Goals and Objectives
OVERALL EDUCATIONAL GOAL:
The goal is to prepare residents for pediatric practice and/or research careers in the new age of genomic medicine. Residents should already possess an understanding of the basic principles of human genetics and then hone this knowledge by actively participating in the activities of our outpatient and inpatient consultation service. This rotation will provide residents with an opportunity to review basic principles of genetics and apply them to the diagnosis, management, and counseling of our patient population. The clinical settings include the UNC outpatient clinic, the pediatric ward, the critical care units, newborn nursery, the morgue, occasionally other medical, surgical, psychiatric inpatient units and outpatient clinics, and our satellite clinics.
The resident should be able to:
Elicit a comprehensive genetic family history, construct an accurate pedigree using standard
symbols , and interpret inheritance patterns of genetic disease in family histories. (PC, MK)
Perform a physical examination with attention to those findings commonly found in patients
with genetic and metabolic disease. (PC, MK)
Understand how to approach a genetic diagnostic evaluation for children with dysmorphic features, birth defects, and/or mental retardation, and recognize and classify congenital anomalies and multiple congenital anomaly syndromes. (MK)
Know the clinical features of common chromosomal aneuploidies, the signs generally associated with other kinds of chromosomal imbalance, and the indications for cytogenetic testing. (MK)
Recognize the signs and symptoms of inborn errors of metabolism and initiate the evaluation of such patients. (PC, MK)
Utilize genetic references and resources in the evaluation and management of patients. (PBL, MK, PC)
Demonstrate appropriate techniques and approaches when providing genetic counseling for commonly-encountered genetic disorders, and learning how to communicate genetic information in a manner that is suitable for each patient and family. (MK, I&CS)
Become familiar with community and educational resources for patients with genetic disorders and their families. (PBL)
Understand the importance of confidentiality and other ethical and legal issues involved in the practice of medical genetics. (PBL, MK, I&CS)
Function as a collaborator with the medical geneticist and the genetics team in evaluating, diagnosing, and managing patients with genetic disorders. (I&CS, PBL)

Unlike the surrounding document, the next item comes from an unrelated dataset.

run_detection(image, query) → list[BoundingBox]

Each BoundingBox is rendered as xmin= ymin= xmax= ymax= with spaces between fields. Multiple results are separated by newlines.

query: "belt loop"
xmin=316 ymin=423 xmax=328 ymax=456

After the rotation, the resident should be able to:
Recognize the major signs and symptoms of children with common dysmorphological conditions;
Be familiar with complex family history taking and pedigree analysis;
Know the basic diagnostic workup and emergency management of a child with a suspected inborn error of metabolism;
Interpret normal and abnormal cytogenetic studies;
Understand when to refer patients to an academic practice and how to partner with the tertiary care center in the diagnosis and management of patients with known or suspected dysmorphic syndromes, genetic disorders and inborn errors of metabolism;
Be familiar with published references and databases available to help the physician with the diagnosis and management of patients with genetic disorders;
Be familiar with resources available for patients and families with genetic disorders.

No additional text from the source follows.